Design and User-Experience

Certainly, your reason for choosing a particular theme is to make sure that your website would look impressive and your brand would be displayed in the best way possible. You can find a theme that suits your business by following a number of steps.

As a start, search for the sites where the best-designed themes are sold. Though this may be obvious, I find it worth mentioning. My personal favorite is Theme Forest but there are also lots of good designs available in Elegant Themes and Studio Press.

Next, devote time to browse the demo. See if the website looks simple to use. Does it have enough white space? Does it feel exciting or does it give you a headache? Your gut feeling plays a vital part in the choices you make.

Lastly, choose a cross-browser compatible theme, which has also been built to be accessible.

Responsiveness

Mobile traffic differs from one industry to another, but many reports have come to an agreement that on an average, 30% of people use their mobile phones and tablets in visiting websites.Whether or not this is accurate, there is more than enough reason to use a responsive theme.
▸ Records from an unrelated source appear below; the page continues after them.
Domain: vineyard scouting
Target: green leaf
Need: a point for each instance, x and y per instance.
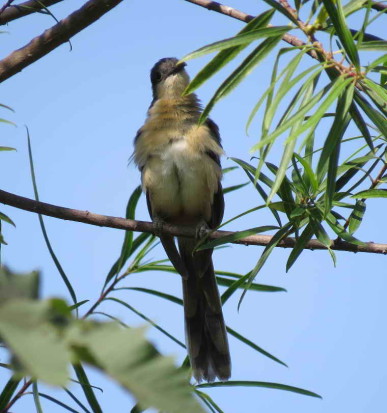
(376, 45)
(8, 391)
(337, 129)
(252, 60)
(249, 277)
(144, 317)
(377, 93)
(287, 154)
(263, 384)
(87, 388)
(81, 405)
(254, 346)
(286, 85)
(207, 400)
(225, 56)
(27, 333)
(377, 118)
(235, 236)
(43, 228)
(131, 360)
(156, 293)
(240, 39)
(340, 230)
(229, 169)
(14, 285)
(5, 218)
(337, 88)
(301, 112)
(337, 17)
(234, 188)
(58, 402)
(35, 392)
(339, 126)
(300, 245)
(371, 193)
(126, 249)
(253, 287)
(282, 10)
(356, 216)
(77, 305)
(308, 172)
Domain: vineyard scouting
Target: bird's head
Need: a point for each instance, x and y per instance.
(169, 79)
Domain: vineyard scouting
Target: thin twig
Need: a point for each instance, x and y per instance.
(6, 5)
(374, 183)
(319, 53)
(14, 12)
(55, 36)
(143, 226)
(19, 394)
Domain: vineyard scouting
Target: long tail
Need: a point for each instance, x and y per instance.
(206, 335)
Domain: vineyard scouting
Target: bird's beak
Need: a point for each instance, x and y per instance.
(178, 68)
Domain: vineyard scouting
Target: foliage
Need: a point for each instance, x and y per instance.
(310, 92)
(312, 183)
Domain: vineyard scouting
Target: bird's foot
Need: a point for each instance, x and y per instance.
(158, 226)
(202, 230)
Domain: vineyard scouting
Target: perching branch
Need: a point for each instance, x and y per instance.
(55, 36)
(142, 226)
(13, 12)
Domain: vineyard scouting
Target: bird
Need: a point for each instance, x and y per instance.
(181, 173)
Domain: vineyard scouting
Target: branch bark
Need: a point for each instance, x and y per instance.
(55, 36)
(142, 226)
(14, 12)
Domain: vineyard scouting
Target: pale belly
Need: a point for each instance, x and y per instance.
(181, 183)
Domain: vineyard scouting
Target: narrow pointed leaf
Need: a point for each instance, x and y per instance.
(371, 193)
(87, 388)
(356, 216)
(237, 41)
(126, 249)
(305, 237)
(252, 60)
(225, 56)
(263, 384)
(235, 236)
(254, 346)
(144, 317)
(43, 227)
(337, 17)
(8, 391)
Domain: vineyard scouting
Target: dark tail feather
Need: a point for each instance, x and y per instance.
(206, 335)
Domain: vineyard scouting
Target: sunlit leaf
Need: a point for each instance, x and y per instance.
(225, 56)
(356, 216)
(235, 236)
(337, 17)
(252, 60)
(371, 193)
(237, 41)
(301, 242)
(263, 384)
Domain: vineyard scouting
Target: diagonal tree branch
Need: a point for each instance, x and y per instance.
(55, 36)
(14, 12)
(142, 226)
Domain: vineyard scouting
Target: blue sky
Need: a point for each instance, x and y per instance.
(83, 109)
Nearly all reputable themes are compatible with mobile devices, so when a theme lacks responsiveness, this is a cause for concern. Many theme sellers allow you to filter out unresponsive themes. An additional option is to browse over a curated, responsive theme list. One of the effective ways to know if a responsive theme is good enough is to try to run the demo via Google’s latest mobile-friendliness tool.

SEO

When WordPress is equipped with any of the several great SEO plugins, it could be among the most SEO-friendly CMS available. Yet, a lot of themes make all kinds of on-site SEO errors like omitting header and alt tags, duplicating content and making dynamic URL mistakes.
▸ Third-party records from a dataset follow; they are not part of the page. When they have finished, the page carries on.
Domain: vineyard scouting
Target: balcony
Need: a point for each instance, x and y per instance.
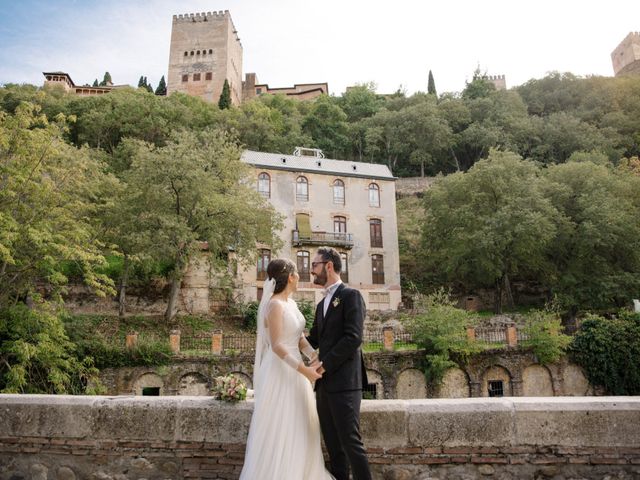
(330, 239)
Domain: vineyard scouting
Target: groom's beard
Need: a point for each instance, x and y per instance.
(321, 278)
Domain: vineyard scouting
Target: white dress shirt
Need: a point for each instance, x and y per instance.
(329, 291)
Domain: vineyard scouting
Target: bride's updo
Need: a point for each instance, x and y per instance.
(280, 269)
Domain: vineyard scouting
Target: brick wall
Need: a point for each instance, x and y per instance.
(65, 438)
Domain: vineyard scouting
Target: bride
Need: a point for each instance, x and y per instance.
(284, 436)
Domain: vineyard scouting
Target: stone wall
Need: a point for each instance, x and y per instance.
(118, 438)
(396, 375)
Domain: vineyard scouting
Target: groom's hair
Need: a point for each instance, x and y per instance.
(331, 255)
(280, 269)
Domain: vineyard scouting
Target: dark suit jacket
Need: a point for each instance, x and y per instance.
(339, 337)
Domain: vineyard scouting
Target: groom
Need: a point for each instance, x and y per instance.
(337, 331)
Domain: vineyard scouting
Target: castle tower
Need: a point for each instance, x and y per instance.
(205, 50)
(626, 57)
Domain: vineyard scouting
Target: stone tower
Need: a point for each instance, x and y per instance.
(626, 57)
(205, 50)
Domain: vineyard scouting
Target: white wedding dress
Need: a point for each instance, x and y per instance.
(284, 436)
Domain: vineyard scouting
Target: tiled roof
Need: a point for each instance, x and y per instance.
(278, 161)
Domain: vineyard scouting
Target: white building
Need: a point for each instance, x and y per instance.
(350, 206)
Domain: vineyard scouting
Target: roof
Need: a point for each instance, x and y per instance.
(345, 168)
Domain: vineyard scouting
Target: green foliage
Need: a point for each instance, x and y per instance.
(250, 316)
(107, 347)
(162, 87)
(308, 310)
(225, 97)
(544, 336)
(431, 86)
(36, 355)
(609, 352)
(439, 328)
(50, 196)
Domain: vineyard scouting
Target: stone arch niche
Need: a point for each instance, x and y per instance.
(575, 382)
(375, 381)
(536, 382)
(248, 381)
(193, 384)
(455, 384)
(493, 375)
(411, 384)
(148, 381)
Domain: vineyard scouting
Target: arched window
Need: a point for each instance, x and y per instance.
(303, 265)
(264, 185)
(377, 269)
(344, 273)
(374, 195)
(302, 189)
(375, 231)
(338, 192)
(339, 224)
(264, 257)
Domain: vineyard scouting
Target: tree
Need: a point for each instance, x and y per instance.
(106, 80)
(431, 87)
(484, 227)
(162, 87)
(193, 190)
(225, 96)
(596, 250)
(609, 352)
(49, 192)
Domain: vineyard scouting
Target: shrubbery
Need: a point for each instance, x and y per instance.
(609, 352)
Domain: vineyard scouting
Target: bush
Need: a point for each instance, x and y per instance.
(36, 356)
(544, 336)
(609, 352)
(440, 329)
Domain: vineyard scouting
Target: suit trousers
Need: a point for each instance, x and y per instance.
(339, 414)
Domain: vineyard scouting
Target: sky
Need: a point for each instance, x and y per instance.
(341, 42)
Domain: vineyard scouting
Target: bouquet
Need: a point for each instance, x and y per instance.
(229, 388)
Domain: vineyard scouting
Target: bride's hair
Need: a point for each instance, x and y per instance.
(280, 269)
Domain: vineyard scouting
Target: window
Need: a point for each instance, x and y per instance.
(374, 195)
(496, 388)
(339, 225)
(303, 266)
(264, 258)
(302, 189)
(344, 274)
(338, 192)
(377, 269)
(375, 231)
(264, 185)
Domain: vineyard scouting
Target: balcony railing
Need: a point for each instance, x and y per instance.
(344, 240)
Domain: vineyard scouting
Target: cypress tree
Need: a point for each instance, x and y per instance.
(162, 87)
(225, 96)
(431, 88)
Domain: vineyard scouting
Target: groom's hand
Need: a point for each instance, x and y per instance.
(317, 364)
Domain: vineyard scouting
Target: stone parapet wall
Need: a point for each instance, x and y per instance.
(65, 437)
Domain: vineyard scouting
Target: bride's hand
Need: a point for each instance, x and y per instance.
(310, 372)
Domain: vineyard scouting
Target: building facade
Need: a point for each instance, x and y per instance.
(205, 51)
(350, 206)
(626, 57)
In choosing a theme, go for one that mentions “SEO ready” or “SEO optimized” in its description, but do not blindly trust it. Many developers add this so they could sell their theme. When you know that a designer has at least taken SEO into consideration when developing their theme, you get some sort of assurance.
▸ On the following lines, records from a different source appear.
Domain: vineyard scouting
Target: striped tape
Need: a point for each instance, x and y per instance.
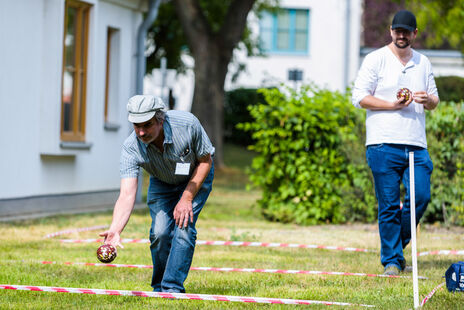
(70, 231)
(251, 270)
(442, 252)
(431, 294)
(234, 243)
(175, 295)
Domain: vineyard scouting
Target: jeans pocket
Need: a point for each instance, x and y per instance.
(370, 150)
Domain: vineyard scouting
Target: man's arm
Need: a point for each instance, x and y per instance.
(122, 211)
(373, 103)
(183, 210)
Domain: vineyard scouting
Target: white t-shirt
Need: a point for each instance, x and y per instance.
(382, 75)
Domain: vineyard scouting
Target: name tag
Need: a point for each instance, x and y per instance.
(182, 168)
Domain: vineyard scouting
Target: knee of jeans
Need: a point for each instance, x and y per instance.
(422, 199)
(186, 235)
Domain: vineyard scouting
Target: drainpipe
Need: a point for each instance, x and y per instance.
(346, 68)
(141, 65)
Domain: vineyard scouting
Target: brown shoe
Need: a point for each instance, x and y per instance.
(392, 270)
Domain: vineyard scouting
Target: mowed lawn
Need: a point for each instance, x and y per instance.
(230, 214)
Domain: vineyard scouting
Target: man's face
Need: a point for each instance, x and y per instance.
(148, 131)
(402, 38)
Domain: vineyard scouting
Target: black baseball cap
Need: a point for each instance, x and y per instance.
(404, 19)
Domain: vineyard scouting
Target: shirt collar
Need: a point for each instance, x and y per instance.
(167, 133)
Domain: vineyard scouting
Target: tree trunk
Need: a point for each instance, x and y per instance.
(208, 97)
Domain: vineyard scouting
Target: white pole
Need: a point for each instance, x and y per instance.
(412, 195)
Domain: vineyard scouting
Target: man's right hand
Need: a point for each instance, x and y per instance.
(112, 238)
(401, 104)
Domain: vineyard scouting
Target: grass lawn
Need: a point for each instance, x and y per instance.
(228, 215)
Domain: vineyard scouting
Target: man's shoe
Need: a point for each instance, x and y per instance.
(392, 270)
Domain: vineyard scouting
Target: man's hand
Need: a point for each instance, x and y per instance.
(429, 101)
(401, 104)
(112, 237)
(183, 212)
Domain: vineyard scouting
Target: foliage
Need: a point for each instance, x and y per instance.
(443, 19)
(445, 126)
(303, 165)
(166, 37)
(236, 111)
(450, 88)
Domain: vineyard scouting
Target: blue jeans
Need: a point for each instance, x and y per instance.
(172, 247)
(390, 165)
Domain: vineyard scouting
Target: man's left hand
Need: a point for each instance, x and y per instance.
(183, 212)
(421, 97)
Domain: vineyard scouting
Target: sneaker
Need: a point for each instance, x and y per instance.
(392, 270)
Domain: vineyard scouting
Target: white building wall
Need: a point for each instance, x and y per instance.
(326, 61)
(32, 163)
(332, 60)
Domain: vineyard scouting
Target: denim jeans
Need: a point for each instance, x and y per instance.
(390, 165)
(172, 247)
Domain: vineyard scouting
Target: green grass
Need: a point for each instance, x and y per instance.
(230, 214)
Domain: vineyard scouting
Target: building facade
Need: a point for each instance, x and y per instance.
(67, 71)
You can install an extension like SEO Site Tools or Mozbar for the Chrome browser to do some fast SEO checks on the demo of a theme.

Easy to Customize

Several themes come standard with a customization dashboard. This way, you don’t have to do direct changes to style sheets. Furthermore, plugins like Visual Page Editor simplify building complicated page structures without the need to touch code. A number of these WYSIWYG editors are quite limiting, but overall, I consider them as very advantageous to making a website look impressive without exerting much effort. If a demo of the developer’s administration panel is available, I would suggest you to try it so you can customize the things you need to.